Returning to the Infinity Bar and Lounge, what disruption to life in the community emanates from a spot like this? The area around the club felt dangerous, and more than a little dirty. A pair of enormous dudes served as guards in front of the heavy metal door. I performed a little bit of a faux pas not tipping the guy who ‘protected’ the car I borrowed to drive to the club. The waitress, who did work for the bar, but who also wasn’t shy about titillating her customers, seemed to fake enjoyment when asked to grind on some of the guests. I didn’t participate, I did my best to sit and drink juice. I don’t speak Spanish, and wouldn't have been able to ask given she didn’t have time to stop and have a little chat (too many people to give drinks/lap dances to,) but I suspect that the face she made had been carefully practiced for a long period of time, and not really genuine. The other women and girls who were there in case someone wanted a spare hole had a surprising variety of behavior. One in particular saw fit to galavant across the club and ensure that everyone felt welcome, some stood and looked at their phones like bored teenagers, most others stood in a spot and looked on anxiously.
It was a place that I hadn’t really seen before, but it is in every country and county.
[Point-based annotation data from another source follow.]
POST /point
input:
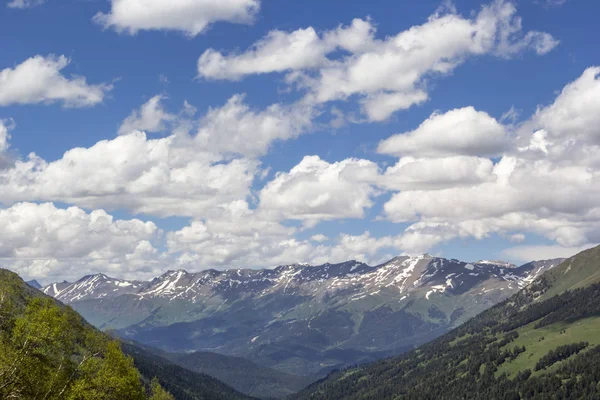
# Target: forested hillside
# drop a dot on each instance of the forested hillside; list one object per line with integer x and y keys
{"x": 531, "y": 346}
{"x": 183, "y": 383}
{"x": 241, "y": 374}
{"x": 48, "y": 351}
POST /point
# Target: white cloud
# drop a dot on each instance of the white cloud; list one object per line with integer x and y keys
{"x": 189, "y": 16}
{"x": 573, "y": 115}
{"x": 235, "y": 128}
{"x": 39, "y": 80}
{"x": 178, "y": 175}
{"x": 4, "y": 135}
{"x": 241, "y": 237}
{"x": 547, "y": 182}
{"x": 437, "y": 173}
{"x": 387, "y": 74}
{"x": 6, "y": 159}
{"x": 151, "y": 117}
{"x": 464, "y": 131}
{"x": 22, "y": 4}
{"x": 41, "y": 240}
{"x": 316, "y": 190}
{"x": 160, "y": 177}
{"x": 319, "y": 238}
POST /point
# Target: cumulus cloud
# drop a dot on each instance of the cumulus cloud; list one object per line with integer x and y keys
{"x": 22, "y": 4}
{"x": 464, "y": 131}
{"x": 316, "y": 190}
{"x": 242, "y": 237}
{"x": 573, "y": 115}
{"x": 412, "y": 173}
{"x": 546, "y": 183}
{"x": 189, "y": 16}
{"x": 4, "y": 135}
{"x": 39, "y": 80}
{"x": 151, "y": 117}
{"x": 160, "y": 177}
{"x": 236, "y": 128}
{"x": 387, "y": 74}
{"x": 183, "y": 174}
{"x": 6, "y": 159}
{"x": 41, "y": 240}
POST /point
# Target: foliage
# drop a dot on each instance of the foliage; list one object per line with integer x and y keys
{"x": 465, "y": 363}
{"x": 182, "y": 383}
{"x": 47, "y": 351}
{"x": 559, "y": 354}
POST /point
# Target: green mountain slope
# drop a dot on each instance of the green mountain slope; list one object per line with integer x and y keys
{"x": 241, "y": 374}
{"x": 542, "y": 343}
{"x": 183, "y": 383}
{"x": 48, "y": 351}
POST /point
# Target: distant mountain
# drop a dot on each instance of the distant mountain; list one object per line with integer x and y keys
{"x": 49, "y": 351}
{"x": 541, "y": 343}
{"x": 34, "y": 284}
{"x": 299, "y": 319}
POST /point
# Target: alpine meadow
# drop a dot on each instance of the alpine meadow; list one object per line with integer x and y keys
{"x": 299, "y": 200}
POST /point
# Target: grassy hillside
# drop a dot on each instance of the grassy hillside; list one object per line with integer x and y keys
{"x": 541, "y": 343}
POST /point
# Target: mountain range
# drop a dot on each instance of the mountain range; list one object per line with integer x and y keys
{"x": 540, "y": 343}
{"x": 299, "y": 319}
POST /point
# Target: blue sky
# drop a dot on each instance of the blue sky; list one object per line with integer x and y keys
{"x": 276, "y": 206}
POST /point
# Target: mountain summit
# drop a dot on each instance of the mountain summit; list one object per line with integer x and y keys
{"x": 300, "y": 319}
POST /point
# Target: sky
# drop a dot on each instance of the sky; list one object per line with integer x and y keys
{"x": 140, "y": 136}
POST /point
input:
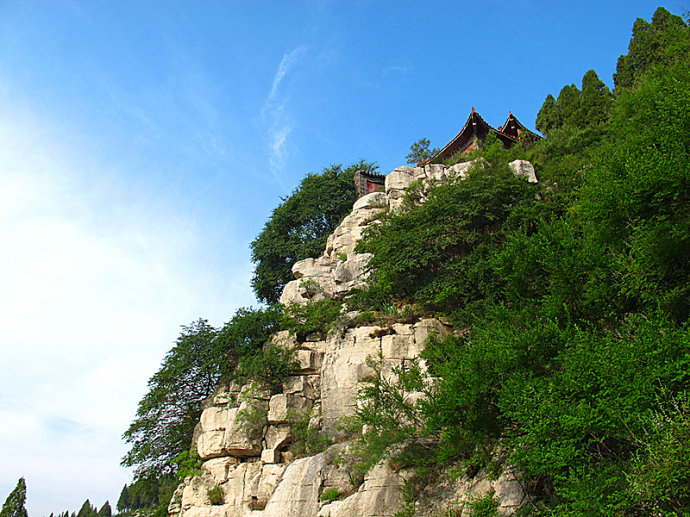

Someone had attempted to justify this genre of exchange to me by stating that the balance of power was in the favor of the providers of the service. In this person’s imagination, the women exerted a power over the men, and were able to use it for their gain. It was a process of duping the person to engage their base instincts. Aside from the exploitation that often accompanies this work, it cannot be said that the cash is an equal exchange. Something is brought out of a higher place, and that is harmful to people. The issues of prostitution are perhaps the most extreme on a scale that includes exchanging lewd pictures on Snapchat to producing pornography to buying someone for the night. When someone says that there should be limits on what a person does with their sexuality, this is the continuum that is thought of. Giving of a person’s self for something other than spiritual connection.
I never worked in a brothel. But I did work at a strip club. I did have a "face" I put on. It was less of an effort than the one I put on working at a store. At a store I couldn't walk away from a customer. At the club I could.
But I suppose I lost something. Faith in marriage. Sunday afternoon men came there after church while their wives went home with the kids to make dinner.